Time Period3 Months [change]
DirectionMoves Against 
StrengthVery Weak
Accuracy100.0%
ValuesDaily Returns

30 Day Fed  vs.  Copper

 Performance 
       Timeline  
30 Day Fed 

Risk-Adjusted Performance

14 of 100

 
Weak
 
Strong
Good
Compared to the overall equity markets, risk-adjusted returns on investments in 30 Day Fed are ranked lower than 14 (%) of all global equities and portfolios over the last 90 days. In spite of rather sound basic indicators, 30 Day is not utilizing all of its potentials. The current stock price tumult, may contribute to shorter-term losses for the shareholders.
Copper 

Risk-Adjusted Performance

0 of 100

 
Weak
 
Strong
Very Weak
Over the last 90 days Copper has generated negative risk-adjusted returns adding no value to investors with long positions. In spite of rather sound basic indicators, Copper is not utilizing all of its potentials. The current stock price tumult, may contribute to shorter-term losses for the shareholders.
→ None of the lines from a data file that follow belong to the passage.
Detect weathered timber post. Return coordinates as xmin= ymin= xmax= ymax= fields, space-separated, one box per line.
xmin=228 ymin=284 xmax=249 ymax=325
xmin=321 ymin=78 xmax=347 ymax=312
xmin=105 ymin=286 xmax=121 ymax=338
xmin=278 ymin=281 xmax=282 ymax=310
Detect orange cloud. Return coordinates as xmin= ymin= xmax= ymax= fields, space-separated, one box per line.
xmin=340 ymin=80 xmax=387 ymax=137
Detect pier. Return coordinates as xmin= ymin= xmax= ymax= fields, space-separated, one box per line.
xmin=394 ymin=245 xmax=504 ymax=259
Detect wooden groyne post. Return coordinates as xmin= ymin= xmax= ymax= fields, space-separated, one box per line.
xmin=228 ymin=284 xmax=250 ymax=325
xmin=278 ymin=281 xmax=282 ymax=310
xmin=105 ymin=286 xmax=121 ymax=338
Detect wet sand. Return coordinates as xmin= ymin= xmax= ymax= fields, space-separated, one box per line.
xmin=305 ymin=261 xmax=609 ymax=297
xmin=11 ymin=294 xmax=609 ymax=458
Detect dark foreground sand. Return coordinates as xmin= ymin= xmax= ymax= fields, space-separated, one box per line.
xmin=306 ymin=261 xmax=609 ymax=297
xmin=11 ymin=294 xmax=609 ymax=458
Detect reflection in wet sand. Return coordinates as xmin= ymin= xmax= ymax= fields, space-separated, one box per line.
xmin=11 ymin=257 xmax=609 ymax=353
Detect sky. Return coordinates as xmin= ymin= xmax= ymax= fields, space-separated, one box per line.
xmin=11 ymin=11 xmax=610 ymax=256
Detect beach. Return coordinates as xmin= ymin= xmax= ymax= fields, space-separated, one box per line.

30 Day and Copper Volatility Contrast

   Predicted Return Density   
       Returns  

Pair Trading with 30 Day and Copper

The main advantage of trading using opposite 30 Day and Copper positions is that it hedges away some unsystematic risk. Because of two separate transactions, even if 30 Day position performs unexpectedly, Copper can make up some of the losses. Pair trading also minimizes risk from directional movements in the market. For example, if an entire industry or sector drops because of unexpected headlines, the short position in Copper will offset losses from the drop in Copper's long position.
The idea behind 30 Day Fed and Copper pairs trading is to make the combined position market-neutral, meaning the overall market's direction will not affect its win or loss (or potential downside or upside). This can be achieved by designing a pairs trade with two highly correlated stocks or equities that operate in a similar space or sector, making it possible to obtain profits through simple and relatively low-risk investment.
Check out your portfolio center.
Note that this page's information should be used as a complementary analysis to find the right mix of equity instruments to add to your existing portfolios or create a brand new portfolio. You can also try the Correlation Analysis module to reduce portfolio risk simply by holding instruments which are not perfectly correlated.